Well, let's see. What's been going on?
The afternoon after I posted my last entry a bird shit on me. It seemed so appropriate, given the way things have been going for me lately and it was sort of like final evidence that the universe in general was shitting on me.
Gosh, bitter much?
But other than that things have been great. Well, no, ok. that was a total lie. But as much as I love you all and want to make out with many of you and am even actually formally betrothed to one of you, there are some things that ya'll just do not want to hear me whine about because they are so sad and pitiful that you would immediately sink into a great depression in sympathy for me and I just cannot have that on my conscience. Seriously, I am expecting to be made into a Lifetime Original Movie Event in the near future.
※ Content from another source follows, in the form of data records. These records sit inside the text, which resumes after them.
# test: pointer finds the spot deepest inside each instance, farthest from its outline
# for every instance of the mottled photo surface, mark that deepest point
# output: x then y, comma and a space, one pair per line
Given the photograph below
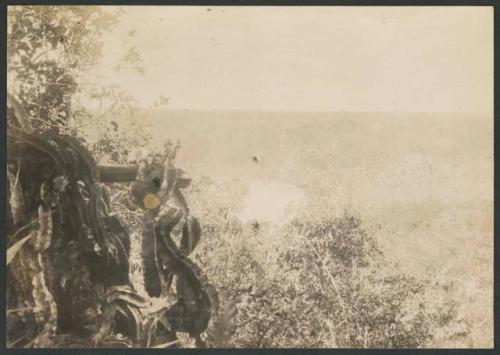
249, 177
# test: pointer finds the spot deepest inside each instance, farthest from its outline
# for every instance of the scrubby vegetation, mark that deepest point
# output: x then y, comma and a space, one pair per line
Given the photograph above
308, 282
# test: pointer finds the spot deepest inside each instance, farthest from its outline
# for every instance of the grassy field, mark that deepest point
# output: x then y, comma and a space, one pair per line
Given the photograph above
422, 184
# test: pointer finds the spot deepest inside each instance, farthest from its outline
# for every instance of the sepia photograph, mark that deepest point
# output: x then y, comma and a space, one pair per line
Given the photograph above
249, 177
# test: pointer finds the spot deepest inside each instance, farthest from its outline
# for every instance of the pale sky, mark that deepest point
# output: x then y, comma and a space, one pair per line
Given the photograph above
414, 59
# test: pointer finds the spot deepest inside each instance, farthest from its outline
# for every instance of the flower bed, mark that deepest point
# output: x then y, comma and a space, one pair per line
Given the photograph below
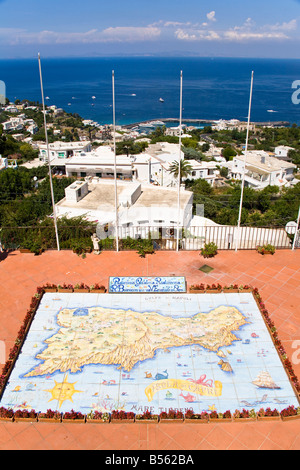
244, 415
97, 417
73, 416
215, 417
121, 416
25, 415
268, 414
50, 416
146, 417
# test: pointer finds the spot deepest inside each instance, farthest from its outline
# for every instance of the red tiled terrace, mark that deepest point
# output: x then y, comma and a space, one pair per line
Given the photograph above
278, 280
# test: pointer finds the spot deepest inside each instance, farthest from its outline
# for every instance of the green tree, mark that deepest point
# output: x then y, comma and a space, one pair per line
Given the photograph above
185, 169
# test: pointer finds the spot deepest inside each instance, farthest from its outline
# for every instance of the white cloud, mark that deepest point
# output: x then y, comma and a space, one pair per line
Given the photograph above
197, 35
248, 31
233, 35
116, 34
211, 16
290, 26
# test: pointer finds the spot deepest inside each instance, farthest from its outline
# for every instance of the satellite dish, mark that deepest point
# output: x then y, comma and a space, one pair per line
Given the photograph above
291, 228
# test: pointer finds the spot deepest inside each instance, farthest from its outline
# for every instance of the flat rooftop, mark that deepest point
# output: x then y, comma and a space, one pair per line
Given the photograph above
103, 195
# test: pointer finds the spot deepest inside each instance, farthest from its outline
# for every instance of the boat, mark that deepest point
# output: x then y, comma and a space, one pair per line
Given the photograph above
158, 123
188, 398
264, 380
225, 366
146, 125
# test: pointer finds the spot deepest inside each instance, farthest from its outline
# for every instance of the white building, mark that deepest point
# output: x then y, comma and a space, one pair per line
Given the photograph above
262, 170
282, 151
14, 124
138, 205
3, 163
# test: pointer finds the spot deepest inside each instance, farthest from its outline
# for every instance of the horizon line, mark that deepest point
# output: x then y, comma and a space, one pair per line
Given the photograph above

Which is why I decided to take a break from this thing, which I intended to be longer, but dammit I miss you people. So then I was going to come back and just do a bunch of happy bullshit but I tried to write that and it sucked because it was, you know, bullshit.
So let's just say that if all the things going on lately were not too ridiculous and pitiful and frankly outrageous to discuss and if I did tell you all about it in great detail you would all feel very very sorry for poor little me and the rash of shit which I did not deserve but which I have been served anyway. And then you would all buy me chocolate and wine and flowers and a new kitten which I would name Constantinople Jones but nickname Poopy Head and you would tell me I'm pretty and funny and brilliant and your hero and that you want to have my babies at the first possible opportunity and that if anyone is ever mean to me again you will hold them down while I beat them up and then I will be happy and will never cry again and will email you pictures of the kitten eating the flowers you bought me and will share my chocolate. But I will not share my wine.
So. Let's pretend that we did all that. And then let's pretend we did it all again but all about you this time because I'm not selfish like that and also because I know that lots of people have it lots worse than me, but do you know how hard that is to remember sometimes? And then let's tell jokes. I'll go first.
Two nuns are riding their bicycles to church and are forced to take a detour through an old, little used street. "I've never come this way before," says the first nun. The other replies, "It's probably the cobblestones."